Pour l’avocat Arnaud Gossement, qui estime qu’une dynamique irréversible s’est mise en marche, par rapport à la manière dont l’homme conçoit la nature c’est un changement complet de paradigme. Jusqu’à une période récente, la protection de la nature s’était un peu trop limitée à la création de sanctuaires à l’intérieur desquels on mettait la nature sous cloche. Là, on passe à une vision constructive du rapport de l’homme et de la nature, ajoute-t-il.
Pour lui, la question prioritaire est désormais de débloquer suffisamment de fonds pour réunir scientifiques, associations, élus locaux et acteurs économiques pour cartographier le territoire et définir ces corridors écologiques.
Un travail qui va prendre du temps. Et pendant ce temps, des projets d’autoroute, de LGV sont en cours, relève Pierre Athanaze de France Nature Environnement (FNE). Il faudra parfois beaucoup de moyens pour rétablir les connections entre les écosystèmes, ajoute-t-il, tout en reconnaissant une avancée avec l’adoption de la trame.

Contre les pollutions lumineuses
L’Assemblée nationale a également donné un cadre légal à la réglementation des installations d’éclairage, afin de réduire les « pollutions lumineuses ».
Les défenseurs de la mesure ont fait valoir que la pollution lumineuse avait un impact sur l’environnement : direct, en provoquant des perturbations biologiques sur les êtres vivants, et indirect en provoquant un gaspillage énergétique considérable.
Selon l’ADEME, l’éclairage public en France représentait 70 kwh par an et par habitant en 1990 contre 94 kwh en 2007. La consommation serait deux fois plus importante en France qu’en Allemagne.

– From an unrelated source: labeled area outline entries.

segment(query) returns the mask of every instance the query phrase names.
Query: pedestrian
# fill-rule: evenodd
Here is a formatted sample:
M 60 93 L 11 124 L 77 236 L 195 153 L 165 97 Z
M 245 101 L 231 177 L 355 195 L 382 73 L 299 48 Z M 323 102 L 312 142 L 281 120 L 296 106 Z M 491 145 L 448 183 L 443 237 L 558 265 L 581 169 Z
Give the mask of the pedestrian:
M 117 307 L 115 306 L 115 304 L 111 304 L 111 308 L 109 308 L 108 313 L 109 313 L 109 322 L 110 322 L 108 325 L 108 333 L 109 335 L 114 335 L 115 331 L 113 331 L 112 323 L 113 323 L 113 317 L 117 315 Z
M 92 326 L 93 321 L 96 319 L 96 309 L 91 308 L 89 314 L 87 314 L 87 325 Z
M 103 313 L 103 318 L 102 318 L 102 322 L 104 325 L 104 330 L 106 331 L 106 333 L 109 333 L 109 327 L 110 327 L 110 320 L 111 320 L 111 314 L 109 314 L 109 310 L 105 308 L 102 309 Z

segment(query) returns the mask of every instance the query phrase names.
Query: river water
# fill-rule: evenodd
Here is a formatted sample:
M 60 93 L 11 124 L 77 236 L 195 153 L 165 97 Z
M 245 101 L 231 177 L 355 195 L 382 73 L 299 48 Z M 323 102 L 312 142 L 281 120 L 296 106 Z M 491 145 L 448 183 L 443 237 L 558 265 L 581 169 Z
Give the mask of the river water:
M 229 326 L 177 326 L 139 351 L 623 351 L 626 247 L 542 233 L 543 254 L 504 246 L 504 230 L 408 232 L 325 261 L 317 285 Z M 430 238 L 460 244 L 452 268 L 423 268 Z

Dispositions non débattues
Le vote du texte par les députés et les explications de vote interviendront le 11 mai, après les questions au gouvernement.
En raison du temps programmé, la discussion des articles n’a pu avoir lieu jusqu’au bout, l’opposition ayant épuisé son temps de parole.
Qu’est-ce-que ça veut dire une loi quand elle n’est pas débattue?, a lancé le député Verts Yves Cochet tandis que ses collègues François Brottes (PS) et André Chassaigne (PCF) s’indignaient aussi de ce déni de démocratie. L’opposition avait réclamé à plusieurs reprises un temps de débats de 50 heures et non pas de 30 comme fixé en conférence des présidents.

L’Assemblée, durant la nuit de vendredi à samedi 8 mai, a par ailleurs voté toute une série de dispositions concernant les risques et la santé : déclaration obligatoire des nano particules, interdiction des téléphones portables en maternelle, primaire et collège ainsi que de leur publicité auprès des jeunes jusqu’à 14 ans

Suspension du Bisphénol A

Les députés ont entériné, dans le cadre du projet de loi Grenelle 2, la suspension de la commercialisation des biberons contenant du bisphénol A (BPA) qui avait été décidée fin mars par le Sénat.
Le Sénat avait adopté à l’unanimité une proposition de loi du groupe RDSE, à majorité radicaux de gauche, destinée à suspendre la commercialisation de biberons produits à base de Bisphénol A (BPA), déjà en vigueur dans les crèches de plusieurs villes, dont Paris.
Une disposition identique a été présentée, sous forme d’amendement, par le député PS Gérard Bapt, et votée sans être discutée, par les députés, dans la nuit de vendredi à samedi 8 mai, avec l’accord de la secrétaire d’Etat à l’Ecologie, Chantal Jouanno.
« Néanmoins, l’objectif à atteindre est l’interdiction totale du BPA dans les contenants alimentaires destinés aux enfants de moins de 3 ans, mesure déjà adoptée par le Danemark », a indiqué, le 10 mai, M. Bapt dans un communiqué.
Un amendement en ce sens qu’a présenté le député a été refusé par Mme Jouanno puis rejeté par les députés en séance publique.